Treatment of Women with Osteoporosis Due to Anorexia In a Stable Remission
In my experience, anorexia does go into remission in most women in the 30s when they are able to live normal lives. Once settled down and in a steady remission they are in a position to deal with the osteoporosis. It is not necessary to add osteoporosis to the treatment mix when other more critical issues confront the patient and must be properly managed first.

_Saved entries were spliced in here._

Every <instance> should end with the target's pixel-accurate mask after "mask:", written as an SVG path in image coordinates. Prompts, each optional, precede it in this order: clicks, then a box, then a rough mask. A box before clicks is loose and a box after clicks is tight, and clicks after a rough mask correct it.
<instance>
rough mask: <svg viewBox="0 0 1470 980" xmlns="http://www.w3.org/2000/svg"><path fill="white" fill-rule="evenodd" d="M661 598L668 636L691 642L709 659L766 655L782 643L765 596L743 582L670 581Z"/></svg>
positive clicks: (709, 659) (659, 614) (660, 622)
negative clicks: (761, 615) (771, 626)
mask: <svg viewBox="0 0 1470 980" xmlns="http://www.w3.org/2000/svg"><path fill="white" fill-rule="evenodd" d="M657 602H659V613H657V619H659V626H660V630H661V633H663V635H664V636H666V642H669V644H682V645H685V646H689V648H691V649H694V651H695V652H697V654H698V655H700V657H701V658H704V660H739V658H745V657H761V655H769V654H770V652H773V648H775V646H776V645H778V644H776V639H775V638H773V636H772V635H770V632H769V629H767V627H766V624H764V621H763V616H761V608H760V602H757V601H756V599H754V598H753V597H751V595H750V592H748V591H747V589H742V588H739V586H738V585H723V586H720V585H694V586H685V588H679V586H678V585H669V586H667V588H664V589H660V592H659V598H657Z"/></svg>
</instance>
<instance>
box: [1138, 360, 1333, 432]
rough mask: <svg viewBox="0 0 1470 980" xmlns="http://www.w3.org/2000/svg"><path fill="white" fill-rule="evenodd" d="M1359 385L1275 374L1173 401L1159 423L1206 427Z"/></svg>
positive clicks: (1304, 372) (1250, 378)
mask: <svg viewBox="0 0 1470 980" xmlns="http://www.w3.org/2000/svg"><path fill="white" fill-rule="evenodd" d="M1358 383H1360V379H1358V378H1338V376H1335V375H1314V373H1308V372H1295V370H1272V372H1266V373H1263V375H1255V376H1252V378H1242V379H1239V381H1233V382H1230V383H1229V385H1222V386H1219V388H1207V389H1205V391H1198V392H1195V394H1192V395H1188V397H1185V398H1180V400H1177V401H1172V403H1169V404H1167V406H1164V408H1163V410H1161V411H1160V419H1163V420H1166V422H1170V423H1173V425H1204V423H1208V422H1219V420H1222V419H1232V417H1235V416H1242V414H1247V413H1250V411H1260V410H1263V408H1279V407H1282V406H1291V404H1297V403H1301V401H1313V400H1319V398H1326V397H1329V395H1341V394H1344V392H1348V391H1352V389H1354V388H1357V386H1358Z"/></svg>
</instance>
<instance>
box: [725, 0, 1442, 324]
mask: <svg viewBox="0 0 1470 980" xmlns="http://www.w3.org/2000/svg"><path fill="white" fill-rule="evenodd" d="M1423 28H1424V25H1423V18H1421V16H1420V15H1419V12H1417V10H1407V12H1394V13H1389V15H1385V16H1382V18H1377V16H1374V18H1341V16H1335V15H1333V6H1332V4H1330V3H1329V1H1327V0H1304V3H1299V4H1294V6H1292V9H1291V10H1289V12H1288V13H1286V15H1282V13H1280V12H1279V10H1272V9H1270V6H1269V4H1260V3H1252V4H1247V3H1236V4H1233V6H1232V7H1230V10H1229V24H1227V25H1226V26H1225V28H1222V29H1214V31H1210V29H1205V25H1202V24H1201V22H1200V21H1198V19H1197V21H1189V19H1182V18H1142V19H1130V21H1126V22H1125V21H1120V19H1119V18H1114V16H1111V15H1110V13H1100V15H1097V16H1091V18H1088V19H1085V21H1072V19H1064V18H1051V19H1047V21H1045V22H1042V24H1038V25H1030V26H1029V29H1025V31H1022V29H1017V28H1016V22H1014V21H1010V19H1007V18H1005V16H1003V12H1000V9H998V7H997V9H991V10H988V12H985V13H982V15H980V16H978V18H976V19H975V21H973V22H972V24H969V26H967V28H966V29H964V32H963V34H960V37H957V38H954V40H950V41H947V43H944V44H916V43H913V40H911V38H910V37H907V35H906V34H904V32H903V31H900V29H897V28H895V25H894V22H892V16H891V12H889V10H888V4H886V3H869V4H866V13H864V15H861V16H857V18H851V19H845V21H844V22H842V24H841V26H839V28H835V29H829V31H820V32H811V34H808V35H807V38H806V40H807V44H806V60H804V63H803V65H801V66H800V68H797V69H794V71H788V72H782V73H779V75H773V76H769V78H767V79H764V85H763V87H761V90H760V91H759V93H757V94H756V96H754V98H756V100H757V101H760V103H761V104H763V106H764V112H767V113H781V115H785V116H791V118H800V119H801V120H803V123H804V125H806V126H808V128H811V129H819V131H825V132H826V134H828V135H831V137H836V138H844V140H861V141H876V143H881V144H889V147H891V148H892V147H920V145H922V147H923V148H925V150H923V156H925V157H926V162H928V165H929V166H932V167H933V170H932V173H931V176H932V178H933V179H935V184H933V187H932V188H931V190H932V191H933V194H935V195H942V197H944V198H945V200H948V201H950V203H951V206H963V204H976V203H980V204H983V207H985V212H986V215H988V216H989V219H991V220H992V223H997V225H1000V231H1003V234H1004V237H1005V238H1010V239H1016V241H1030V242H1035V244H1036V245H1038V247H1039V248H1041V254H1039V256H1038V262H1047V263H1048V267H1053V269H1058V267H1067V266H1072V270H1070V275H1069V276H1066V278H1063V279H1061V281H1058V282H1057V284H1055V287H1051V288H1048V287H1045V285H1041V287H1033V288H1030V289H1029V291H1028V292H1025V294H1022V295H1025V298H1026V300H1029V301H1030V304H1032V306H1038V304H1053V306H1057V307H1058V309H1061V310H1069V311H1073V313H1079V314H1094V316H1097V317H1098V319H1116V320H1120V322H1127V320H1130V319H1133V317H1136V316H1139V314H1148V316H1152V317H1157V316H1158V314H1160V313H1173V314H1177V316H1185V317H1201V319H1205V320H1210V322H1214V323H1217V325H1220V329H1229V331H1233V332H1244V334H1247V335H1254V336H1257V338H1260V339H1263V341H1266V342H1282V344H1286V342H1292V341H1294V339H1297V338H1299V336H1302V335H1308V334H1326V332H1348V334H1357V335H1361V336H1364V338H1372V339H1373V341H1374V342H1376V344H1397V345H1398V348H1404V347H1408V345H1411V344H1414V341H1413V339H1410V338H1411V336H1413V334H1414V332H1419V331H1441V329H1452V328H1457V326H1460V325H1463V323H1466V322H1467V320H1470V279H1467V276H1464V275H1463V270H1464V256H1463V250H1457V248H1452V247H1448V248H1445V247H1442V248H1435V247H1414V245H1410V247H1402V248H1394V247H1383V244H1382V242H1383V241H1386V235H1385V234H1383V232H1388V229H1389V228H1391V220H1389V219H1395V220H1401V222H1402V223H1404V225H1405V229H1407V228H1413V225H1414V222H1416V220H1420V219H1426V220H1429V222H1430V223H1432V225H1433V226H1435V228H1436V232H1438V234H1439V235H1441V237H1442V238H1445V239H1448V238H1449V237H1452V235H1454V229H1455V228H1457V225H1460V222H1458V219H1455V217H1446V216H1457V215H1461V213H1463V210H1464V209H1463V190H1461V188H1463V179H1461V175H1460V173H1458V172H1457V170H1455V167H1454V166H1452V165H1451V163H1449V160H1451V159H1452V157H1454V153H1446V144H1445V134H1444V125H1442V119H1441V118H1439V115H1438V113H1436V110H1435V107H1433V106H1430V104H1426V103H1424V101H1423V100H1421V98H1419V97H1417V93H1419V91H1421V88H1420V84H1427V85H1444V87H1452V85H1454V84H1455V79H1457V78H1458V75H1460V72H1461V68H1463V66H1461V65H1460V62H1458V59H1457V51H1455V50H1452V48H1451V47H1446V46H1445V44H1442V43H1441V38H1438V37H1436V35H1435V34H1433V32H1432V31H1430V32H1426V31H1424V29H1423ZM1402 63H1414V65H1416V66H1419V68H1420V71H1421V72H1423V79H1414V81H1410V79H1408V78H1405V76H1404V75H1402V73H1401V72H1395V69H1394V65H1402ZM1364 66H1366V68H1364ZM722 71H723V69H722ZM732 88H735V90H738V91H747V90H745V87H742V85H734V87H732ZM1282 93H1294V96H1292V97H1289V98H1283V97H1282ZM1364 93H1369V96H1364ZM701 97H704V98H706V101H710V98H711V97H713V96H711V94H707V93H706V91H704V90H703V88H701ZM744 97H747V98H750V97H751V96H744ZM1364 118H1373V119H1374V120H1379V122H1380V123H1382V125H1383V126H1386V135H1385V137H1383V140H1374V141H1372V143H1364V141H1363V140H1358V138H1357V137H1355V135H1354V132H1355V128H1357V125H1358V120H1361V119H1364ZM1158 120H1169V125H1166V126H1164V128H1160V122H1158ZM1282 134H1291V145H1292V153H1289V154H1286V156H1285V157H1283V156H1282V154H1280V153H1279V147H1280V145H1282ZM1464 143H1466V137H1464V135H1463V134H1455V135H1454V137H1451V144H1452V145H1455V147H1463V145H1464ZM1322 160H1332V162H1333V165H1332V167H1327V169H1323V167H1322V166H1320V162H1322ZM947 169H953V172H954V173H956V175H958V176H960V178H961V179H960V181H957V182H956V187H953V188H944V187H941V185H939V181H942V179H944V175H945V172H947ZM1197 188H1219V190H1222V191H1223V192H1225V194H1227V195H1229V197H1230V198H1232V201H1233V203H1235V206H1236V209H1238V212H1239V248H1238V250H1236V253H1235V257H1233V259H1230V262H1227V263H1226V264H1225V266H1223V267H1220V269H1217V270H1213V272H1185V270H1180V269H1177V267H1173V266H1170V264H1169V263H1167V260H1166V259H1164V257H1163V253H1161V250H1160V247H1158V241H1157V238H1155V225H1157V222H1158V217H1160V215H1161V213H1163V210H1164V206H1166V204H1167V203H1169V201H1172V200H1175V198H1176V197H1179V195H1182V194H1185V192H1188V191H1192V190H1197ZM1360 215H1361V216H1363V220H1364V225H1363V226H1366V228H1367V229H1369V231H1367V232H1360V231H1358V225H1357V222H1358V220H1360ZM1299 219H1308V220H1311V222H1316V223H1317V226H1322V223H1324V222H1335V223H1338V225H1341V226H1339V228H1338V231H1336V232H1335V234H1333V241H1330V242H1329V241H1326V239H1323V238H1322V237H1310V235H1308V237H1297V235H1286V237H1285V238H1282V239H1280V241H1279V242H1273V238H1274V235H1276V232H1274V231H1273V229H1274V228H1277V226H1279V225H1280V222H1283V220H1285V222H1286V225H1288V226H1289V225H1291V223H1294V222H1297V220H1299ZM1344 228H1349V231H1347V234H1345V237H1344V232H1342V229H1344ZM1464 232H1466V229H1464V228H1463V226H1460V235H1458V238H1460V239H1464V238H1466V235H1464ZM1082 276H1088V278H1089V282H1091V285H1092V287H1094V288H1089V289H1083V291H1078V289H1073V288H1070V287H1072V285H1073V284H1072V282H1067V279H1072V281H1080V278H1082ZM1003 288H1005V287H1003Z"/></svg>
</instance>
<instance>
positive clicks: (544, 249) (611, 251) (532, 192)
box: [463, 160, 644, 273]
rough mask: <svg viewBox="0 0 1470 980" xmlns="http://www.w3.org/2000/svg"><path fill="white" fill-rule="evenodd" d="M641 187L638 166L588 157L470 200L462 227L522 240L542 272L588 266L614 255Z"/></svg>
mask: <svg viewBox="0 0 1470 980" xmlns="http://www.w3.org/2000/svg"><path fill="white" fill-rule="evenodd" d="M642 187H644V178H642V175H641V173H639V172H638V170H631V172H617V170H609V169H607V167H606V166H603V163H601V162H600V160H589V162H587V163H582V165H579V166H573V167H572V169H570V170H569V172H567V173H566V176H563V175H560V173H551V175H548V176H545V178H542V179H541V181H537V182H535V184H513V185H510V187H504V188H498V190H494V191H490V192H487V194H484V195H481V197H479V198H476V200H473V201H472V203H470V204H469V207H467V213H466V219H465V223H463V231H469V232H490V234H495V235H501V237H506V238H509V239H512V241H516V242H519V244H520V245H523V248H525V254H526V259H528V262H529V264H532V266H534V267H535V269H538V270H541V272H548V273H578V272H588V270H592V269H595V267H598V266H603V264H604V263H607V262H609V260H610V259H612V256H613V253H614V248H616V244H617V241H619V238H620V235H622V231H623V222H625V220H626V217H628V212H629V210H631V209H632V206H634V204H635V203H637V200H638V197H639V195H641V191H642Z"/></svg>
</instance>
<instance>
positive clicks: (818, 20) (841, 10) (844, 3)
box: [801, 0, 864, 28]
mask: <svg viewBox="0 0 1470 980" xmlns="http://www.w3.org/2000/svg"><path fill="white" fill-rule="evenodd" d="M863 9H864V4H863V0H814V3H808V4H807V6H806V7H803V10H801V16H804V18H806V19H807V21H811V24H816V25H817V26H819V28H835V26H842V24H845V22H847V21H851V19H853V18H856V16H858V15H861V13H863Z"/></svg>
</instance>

When they are ready, Forteo, 1-34 parathyroid hormone is my drug of choice to help these women. This bone-building anabolic hormone is able to restore the bone she never built due to her disease. After Forteo restores her bone mass to a nearly normal level, other treatment will be needed to guarantee it remains. One approach is use of prescription bioidentical balanced hormone supplement. This means topical estradiol, DHEA, and testosterone. The supplement is low dose and will support her endogenous sex hormone production. It is not a high enough dose to suppress her gonadotropins. This means she will have normal menstrual cycles and could become pregnant if she wished to. If she was planning to do that, the hormone supplement would be stopped because even the low dose might interfere.
The combination of her natural ovarian sex hormones and those in the supplement are usually adequate to protect the bone mass developed on Forteo. If DXA monitoring shows bone is being lost, Prolia therapy is added. It is also necessary to ensure adequate calcium and vitamin D nutrition. Moderate, regular exercise and sensible nutrition that has a balance of proteins, fats, and carbohydrates is essential. Maintaining a healthy weight and body image goes hand in hand with maintaining a durable recovery.